NewsNational News

Actions

This art exhibit is connecting strangers from behind their masks

self portrait
Posted at 12:59 PM, Oct 29, 2021
and last updated 2021-10-29 14:59:15-04

GLOUCESTER, Mass. — After nearly two years of the pandemic, a new art exhibit is hoping to reconnect strangers from behind their masks, at a time when museums are hoping to regain visitors who might have stayed away because of COVID-19.

Oliver Barker is the director of the Cape Ann Museum. Tucked away in the historic fishing town of Gloucester, Massachusetts, it's a place that inspired the works of great artists like Edward Hopper.

"Art has a really central role in all of our lives," Barker said.

Barker is surrounded by a myriad of self-portraits of all shapes and sizes. Looking around the museum it does not take a highly-seasoned art critic to see these portraits were not commissioned by any famous American artist.

Instead, they were created by average, everyday Americans, like Katie Brinkman, who lives in Gloucester with her partner and two stepkids.

"I wanted to play with the materials and the colors, and have fun with the artistic process of it," she said.

The installation is called “Quilted Together: An Exhibit of Community." People from all walks of life were given an 8-by-8 inch sheet of paper, a mirror and some pastels.

Nearly 600 self-portraits were eventually returned and have now been put up as part of the exhibit. Each one is a powerful images of self-expression.

The goal of the exhibit is to bring strangers face back to life. At a time when so many of us are often still hidden behind masks because of COVID-19.
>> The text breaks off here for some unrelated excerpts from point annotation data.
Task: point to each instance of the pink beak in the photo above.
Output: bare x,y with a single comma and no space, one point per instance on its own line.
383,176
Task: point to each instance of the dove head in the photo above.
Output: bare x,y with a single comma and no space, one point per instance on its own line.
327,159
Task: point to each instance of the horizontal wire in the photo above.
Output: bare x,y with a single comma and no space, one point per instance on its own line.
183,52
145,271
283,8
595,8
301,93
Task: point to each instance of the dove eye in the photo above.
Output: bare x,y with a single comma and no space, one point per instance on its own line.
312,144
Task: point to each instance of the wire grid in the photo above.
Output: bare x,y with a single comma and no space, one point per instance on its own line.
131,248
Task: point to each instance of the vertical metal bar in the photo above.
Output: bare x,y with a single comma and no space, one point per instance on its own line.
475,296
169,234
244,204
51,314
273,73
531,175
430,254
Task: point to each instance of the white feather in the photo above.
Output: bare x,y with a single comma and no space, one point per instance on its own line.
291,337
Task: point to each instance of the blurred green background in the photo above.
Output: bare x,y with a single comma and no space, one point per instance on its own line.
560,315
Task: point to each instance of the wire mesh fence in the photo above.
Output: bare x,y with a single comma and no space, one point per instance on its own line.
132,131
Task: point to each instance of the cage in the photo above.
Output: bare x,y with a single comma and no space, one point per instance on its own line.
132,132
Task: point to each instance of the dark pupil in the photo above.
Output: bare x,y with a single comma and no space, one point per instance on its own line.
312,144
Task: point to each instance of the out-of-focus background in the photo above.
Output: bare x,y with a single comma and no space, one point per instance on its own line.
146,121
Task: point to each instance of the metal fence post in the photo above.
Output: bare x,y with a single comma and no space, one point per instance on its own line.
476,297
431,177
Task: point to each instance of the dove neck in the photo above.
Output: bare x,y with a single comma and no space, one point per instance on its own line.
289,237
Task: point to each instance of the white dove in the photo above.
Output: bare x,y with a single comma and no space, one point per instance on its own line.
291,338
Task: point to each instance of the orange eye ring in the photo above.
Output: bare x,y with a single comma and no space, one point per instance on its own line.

"To me, what is particularly powerful about this is we’ve all gotten use to seeing one another wearing our masks, and we are now having this opportunity to see ourselves fresh," Barker said.

It comes at a time when museums are trying to draw new visitors in. Because of the pandemic, the world’s 100 most-visited art museums saw attendance drop by 77% in 2020. The numbers are rebounding but museums are having to reinvent themselves with new exhibits like this one to excite visitors into returning.

"I look around here and I see a lot of joy around the room and a lot of hope," Barker said.

This exhibit is only temporary. Eventually, these self-portraits will all be returned to the people who painted them. However, Oliver Barker hopes that the lasting impact of this art will be permanent.